Créer son activité indépendante soulève rapidement une question clé : quel statut juridique adopter ? Si vous souhaitez vous lancer seul, sans associé, deux options principales s’offrent à vous : le régime de l’auto-entrepreneur (aujourd’hui intégré à l’entreprise individuelle) et l’entreprise individuelle classique, également appelée EI. Ces deux statuts partagent un tronc commun… mais présentent aussi des différences significatives. Le choix ne doit donc rien au hasard : il doit correspondre à votre projet, à vos ambitions et à votre situation personnelle. Voici les clés pour choisir en toute connaissance de cause.
Auto-entrepreneur ou entreprise individuelle : deux formes proches, mais distinctes
Depuis la réforme de 2022, le régime de l’auto-entrepreneur est officiellement une forme simplifiée de l’entreprise individuelle. Cela signifie que, juridiquement, un auto-entrepreneur est bel et bien un entrepreneur individuel. Mais en pratique, des règles spécifiques s’appliquent aux auto-entrepreneurs, notamment en matière de fiscalité, de comptabilité et de plafonds de chiffre d’affaires.
L’entreprise individuelle « classique », quant à elle, s’adresse à ceux qui souhaitent bénéficier de plus de liberté dans la gestion de leur activité, au prix de règles un peu plus contraignantes.
Le régime de l’auto-entrepreneur : simplicité et accessibilité
Le régime auto-entrepreneur, c’est la voie royale pour tester une idée ou démarrer une activité secondaire, grâce à des démarches allégées et une gestion ultra simplifiée. Il offre de nombreux avantages pour les créateurs :
- Une création rapide, 100 % en ligne et gratuite
- Pas de comptabilité complexe : un simple registre de recettes (et d’achats pour les activités commerciales)
- Des cotisations sociales calculées au pourcentage du chiffre d’affaires (et non sur des bases forfaitaires)
- Une fiscalité simplifiée, avec possibilité de payer l’impôt sur le revenu en même temps que les cotisations (le versement libératoire)
- Aucune TVA à collecter ni à déduire, jusqu’à un certain seuil
Mais cette simplicité a un prix : le chiffre d’affaires est plafonné, à 77 700 € pour les prestations de services et 188 700 € pour les ventes de biens (seuils 2025). Dépasser ces montants entraîne un changement de régime, avec perte des avantages associés.
Autre limite : certaines charges professionnelles ne sont pas déductibles, ce qui peut pénaliser les activités à coûts fixes élevés (location, matières premières, prestations sous-traitées…).
L’entreprise individuelle classique : plus de souplesse, mais plus d’obligations
L’entreprise individuelle hors micro-régime s’adresse davantage aux projets plus ambitieux, ou à ceux qui prévoient d’investir significativement.
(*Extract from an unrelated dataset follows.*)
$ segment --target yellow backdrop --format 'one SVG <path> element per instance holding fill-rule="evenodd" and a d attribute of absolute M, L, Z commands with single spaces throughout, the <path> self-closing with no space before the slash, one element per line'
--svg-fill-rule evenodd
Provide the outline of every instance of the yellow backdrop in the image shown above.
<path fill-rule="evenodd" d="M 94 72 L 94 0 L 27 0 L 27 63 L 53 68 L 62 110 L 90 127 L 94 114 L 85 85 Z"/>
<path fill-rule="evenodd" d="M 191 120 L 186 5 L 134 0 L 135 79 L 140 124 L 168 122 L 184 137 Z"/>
Elle offre une gestion comptable plus complète, mais aussi plus exigeante.
Parmi les caractéristiques principales :
- Pas de plafond de chiffre d’affaires
- Imposition des bénéfices au barème progressif de l’impôt sur le revenu (catégorie BIC ou BNC)
- Possibilité d’opter pour l’impôt sur les sociétés (IS) via l’EI à responsabilité limitée
- Déduction des charges réelles (loyer, déplacements, achats, etc.)
- Tenue d’une comptabilité complète avec bilan et compte de résultat
Ce statut permet donc de mieux piloter l’entreprise, mais exige une gestion rigoureuse, souvent accompagnée par un expert-comptable.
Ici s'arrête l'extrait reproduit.